Mal will er, mal wieder nicht. Die Rede ist von Ochi’s Barcelona (Foto 4) in der Lüner Straße. Der Tapas-Tempel ist mittlerweile nicht nur bekannt für seine erstklassigen Leckereien, er hat sich auch als „Ü-40 Kontakthof“ der Stadt etabliert. Mal will also Ochi’s sich vergrößern und den Modeladen nebenan dazu mieten und mal nicht. Im Moment will er mal wieder nicht - obwohl nebenan seit Wochen die „AUSVERKAUF“-Schilder im Schaufenster kleben.

Ein echter Gastro-Hit und schon lange kein Geheim-Tipp mehr, ist das „CAFÉ ZEITGEIST“ (Fotos 5 & 6) in der Heiligengeiststraße, nur 100 Meter vom Sande entfernt. Der NULL & WICHTIG-Tipp: Unbedingt sollte man hier die leckeren MACARONS probieren. Das französische Baisergebäck ist in unserer Stadt wohl einzigartig gut!

Und zum Schluss noch etwas, das die Gastro-Gerüchteküche der Stadt ganz sicher befeuern wird.

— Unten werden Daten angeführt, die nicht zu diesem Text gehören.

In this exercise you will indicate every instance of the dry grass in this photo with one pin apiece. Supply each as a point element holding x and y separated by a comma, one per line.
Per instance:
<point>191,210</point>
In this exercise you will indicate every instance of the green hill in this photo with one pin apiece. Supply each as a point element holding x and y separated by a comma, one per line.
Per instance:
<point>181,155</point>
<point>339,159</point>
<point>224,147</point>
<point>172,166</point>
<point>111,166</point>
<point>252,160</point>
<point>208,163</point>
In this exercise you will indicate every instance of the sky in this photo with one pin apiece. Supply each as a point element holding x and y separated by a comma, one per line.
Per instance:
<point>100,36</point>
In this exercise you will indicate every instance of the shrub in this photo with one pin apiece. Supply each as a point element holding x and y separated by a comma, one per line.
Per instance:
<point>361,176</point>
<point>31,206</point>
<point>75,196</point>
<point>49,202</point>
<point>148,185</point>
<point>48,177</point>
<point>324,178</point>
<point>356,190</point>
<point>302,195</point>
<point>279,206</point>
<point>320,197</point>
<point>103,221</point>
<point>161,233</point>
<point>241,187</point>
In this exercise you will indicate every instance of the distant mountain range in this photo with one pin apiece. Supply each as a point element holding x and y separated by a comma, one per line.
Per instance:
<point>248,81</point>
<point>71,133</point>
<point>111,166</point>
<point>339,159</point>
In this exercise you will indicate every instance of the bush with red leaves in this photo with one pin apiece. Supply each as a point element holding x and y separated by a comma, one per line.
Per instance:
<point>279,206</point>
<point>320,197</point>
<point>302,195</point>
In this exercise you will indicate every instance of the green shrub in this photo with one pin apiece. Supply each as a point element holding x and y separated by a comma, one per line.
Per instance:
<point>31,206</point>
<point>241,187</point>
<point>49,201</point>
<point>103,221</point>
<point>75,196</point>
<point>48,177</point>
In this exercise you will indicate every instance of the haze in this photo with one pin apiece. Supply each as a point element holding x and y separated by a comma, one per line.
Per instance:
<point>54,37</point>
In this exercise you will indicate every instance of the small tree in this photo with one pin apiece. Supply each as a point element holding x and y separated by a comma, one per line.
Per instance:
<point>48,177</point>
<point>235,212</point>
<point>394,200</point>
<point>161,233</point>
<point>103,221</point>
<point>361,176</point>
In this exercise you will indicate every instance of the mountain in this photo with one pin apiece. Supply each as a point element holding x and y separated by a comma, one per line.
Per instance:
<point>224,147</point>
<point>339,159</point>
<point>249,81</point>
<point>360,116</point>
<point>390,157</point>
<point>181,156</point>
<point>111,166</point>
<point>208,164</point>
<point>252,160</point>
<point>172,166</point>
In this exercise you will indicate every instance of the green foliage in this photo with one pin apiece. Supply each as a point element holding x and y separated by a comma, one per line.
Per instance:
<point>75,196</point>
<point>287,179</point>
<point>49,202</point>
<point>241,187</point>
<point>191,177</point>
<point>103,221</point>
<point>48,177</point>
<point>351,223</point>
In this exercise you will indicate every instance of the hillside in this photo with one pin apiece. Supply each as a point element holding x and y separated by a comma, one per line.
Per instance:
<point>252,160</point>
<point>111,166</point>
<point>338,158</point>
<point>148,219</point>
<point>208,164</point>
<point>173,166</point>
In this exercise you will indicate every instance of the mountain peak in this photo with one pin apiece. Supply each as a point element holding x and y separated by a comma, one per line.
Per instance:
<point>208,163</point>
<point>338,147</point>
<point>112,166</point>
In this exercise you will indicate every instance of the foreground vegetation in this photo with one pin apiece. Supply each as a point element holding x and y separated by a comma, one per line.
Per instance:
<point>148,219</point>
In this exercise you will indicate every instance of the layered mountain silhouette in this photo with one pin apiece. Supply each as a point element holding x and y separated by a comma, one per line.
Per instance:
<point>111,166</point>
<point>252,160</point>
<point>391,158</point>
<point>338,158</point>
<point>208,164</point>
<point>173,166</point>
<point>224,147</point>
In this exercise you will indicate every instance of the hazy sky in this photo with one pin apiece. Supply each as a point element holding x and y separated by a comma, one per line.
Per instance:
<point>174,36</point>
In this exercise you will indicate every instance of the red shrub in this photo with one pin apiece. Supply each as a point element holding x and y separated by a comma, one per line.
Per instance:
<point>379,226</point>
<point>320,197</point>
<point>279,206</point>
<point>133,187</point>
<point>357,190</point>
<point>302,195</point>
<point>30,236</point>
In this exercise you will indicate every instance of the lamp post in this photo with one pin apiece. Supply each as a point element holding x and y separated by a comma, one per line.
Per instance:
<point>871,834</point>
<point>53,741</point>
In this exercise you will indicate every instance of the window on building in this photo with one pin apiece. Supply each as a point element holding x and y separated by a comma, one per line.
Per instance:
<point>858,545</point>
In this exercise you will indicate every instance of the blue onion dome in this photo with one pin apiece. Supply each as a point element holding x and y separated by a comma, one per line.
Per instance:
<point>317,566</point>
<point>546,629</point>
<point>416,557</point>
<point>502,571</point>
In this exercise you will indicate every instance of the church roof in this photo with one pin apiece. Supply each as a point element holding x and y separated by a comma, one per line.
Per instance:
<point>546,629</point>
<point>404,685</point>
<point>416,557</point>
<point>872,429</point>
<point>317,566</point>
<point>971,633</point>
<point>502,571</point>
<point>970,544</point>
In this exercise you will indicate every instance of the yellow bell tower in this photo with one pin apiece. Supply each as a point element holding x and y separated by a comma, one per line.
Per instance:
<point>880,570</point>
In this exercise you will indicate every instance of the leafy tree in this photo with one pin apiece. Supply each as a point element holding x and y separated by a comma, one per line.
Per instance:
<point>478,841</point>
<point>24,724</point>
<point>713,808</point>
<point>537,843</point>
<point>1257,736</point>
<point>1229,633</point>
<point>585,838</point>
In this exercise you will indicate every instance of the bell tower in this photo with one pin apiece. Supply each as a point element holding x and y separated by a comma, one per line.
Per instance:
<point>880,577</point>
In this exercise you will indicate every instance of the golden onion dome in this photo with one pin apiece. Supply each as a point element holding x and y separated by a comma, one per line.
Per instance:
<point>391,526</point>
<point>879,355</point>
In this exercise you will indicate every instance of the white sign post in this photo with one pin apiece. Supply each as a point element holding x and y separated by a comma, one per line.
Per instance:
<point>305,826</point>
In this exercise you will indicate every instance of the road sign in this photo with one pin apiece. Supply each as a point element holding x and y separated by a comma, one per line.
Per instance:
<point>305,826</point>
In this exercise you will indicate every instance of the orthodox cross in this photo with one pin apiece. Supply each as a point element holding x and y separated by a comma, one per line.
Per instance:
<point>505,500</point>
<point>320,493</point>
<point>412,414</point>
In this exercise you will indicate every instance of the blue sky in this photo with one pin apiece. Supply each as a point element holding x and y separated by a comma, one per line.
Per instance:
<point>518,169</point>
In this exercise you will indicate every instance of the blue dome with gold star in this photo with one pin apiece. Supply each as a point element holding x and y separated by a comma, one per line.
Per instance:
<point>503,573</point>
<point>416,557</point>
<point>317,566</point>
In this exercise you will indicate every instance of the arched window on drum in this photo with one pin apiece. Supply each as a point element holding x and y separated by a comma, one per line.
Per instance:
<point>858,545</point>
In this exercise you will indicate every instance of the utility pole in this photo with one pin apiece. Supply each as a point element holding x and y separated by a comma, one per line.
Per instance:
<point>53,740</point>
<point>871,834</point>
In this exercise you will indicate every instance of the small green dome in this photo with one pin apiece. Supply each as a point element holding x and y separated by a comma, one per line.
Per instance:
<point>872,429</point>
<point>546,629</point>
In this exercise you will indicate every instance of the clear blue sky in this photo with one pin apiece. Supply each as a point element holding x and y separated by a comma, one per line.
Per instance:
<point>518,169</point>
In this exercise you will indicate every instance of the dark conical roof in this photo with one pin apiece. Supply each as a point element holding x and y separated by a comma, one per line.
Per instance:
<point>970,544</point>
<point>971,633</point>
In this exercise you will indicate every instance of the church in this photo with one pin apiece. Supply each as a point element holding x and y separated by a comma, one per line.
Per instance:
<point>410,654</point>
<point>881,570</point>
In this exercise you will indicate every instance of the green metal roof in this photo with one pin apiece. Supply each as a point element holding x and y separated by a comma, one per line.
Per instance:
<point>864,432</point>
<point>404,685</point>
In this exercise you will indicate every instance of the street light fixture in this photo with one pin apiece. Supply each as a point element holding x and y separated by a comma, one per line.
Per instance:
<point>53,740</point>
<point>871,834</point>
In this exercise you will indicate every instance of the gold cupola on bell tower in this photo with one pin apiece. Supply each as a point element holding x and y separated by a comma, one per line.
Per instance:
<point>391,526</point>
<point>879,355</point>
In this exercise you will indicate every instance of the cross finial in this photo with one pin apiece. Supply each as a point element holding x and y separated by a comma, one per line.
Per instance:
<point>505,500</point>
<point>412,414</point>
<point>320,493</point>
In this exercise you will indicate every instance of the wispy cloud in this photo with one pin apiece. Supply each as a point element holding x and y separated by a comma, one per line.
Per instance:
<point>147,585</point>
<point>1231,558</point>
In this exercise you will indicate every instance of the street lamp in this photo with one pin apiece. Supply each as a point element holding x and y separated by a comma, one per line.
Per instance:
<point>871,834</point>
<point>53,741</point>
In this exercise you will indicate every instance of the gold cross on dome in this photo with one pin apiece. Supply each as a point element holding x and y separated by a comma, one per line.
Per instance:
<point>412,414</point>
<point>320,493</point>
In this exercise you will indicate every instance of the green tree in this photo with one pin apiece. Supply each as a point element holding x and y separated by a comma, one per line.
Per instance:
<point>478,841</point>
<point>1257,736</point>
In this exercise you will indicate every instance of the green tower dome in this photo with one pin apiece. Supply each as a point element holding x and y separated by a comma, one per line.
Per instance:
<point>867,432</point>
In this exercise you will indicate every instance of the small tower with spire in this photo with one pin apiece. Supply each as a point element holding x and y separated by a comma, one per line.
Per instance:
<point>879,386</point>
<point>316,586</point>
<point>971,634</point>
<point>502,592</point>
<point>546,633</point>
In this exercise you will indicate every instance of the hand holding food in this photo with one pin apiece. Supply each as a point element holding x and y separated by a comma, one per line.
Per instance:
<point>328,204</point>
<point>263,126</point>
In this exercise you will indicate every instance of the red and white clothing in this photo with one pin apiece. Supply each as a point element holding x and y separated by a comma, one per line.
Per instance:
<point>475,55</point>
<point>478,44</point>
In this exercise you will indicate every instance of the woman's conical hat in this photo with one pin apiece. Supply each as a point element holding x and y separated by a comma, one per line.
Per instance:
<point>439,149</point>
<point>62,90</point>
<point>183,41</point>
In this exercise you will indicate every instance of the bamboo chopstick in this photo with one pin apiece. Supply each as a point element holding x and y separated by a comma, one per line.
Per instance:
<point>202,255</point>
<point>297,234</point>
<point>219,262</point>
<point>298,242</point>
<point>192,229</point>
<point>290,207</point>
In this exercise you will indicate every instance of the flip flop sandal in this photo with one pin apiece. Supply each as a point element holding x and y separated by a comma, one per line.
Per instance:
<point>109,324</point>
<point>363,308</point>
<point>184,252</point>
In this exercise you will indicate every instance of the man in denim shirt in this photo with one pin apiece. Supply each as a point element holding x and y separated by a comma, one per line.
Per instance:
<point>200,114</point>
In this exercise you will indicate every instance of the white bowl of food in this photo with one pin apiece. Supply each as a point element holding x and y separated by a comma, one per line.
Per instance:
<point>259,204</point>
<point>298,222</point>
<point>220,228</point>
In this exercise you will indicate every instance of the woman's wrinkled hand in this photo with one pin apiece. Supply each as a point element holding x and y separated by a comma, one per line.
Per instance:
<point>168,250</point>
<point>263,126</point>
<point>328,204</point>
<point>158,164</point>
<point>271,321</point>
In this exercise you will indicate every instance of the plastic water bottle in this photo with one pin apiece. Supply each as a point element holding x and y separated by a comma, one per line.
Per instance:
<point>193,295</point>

In der Nähe des Theaters wird Anfang nächsten Jahres ein neuer großer Pizza- und Pasta-Tempel eröffnen. „L’OSTERIA“ heisst das Konzept. Vorbild für das Franchise-Konzept ist das Restaurant gegenüber der Staatsoper in Hamburg. Die 33 Betriebe der Systemgastronomie machen mittlerweile allein in Deutschland einen Umsatz von rund 65 Millionen Euro. L’OSTERIA-Gründer sind Klaus Rader und Friedemann Findeis, die bereits zu den Gründern der weltweiten VAPIANO-Kette gehörten. In Lüneburg soll noch ein bekannter Hamburger Großgastronom mit an Bord sein. Und liebe Lüneburger, die immer so viel Angst vor neuen Innovationen haben: Im L’OSTERIA muss man für sein Essen NICHT anstehen, hier wird an den Tischen bedient, wie in der guten alten Lüneburger Kneipen-Zeit.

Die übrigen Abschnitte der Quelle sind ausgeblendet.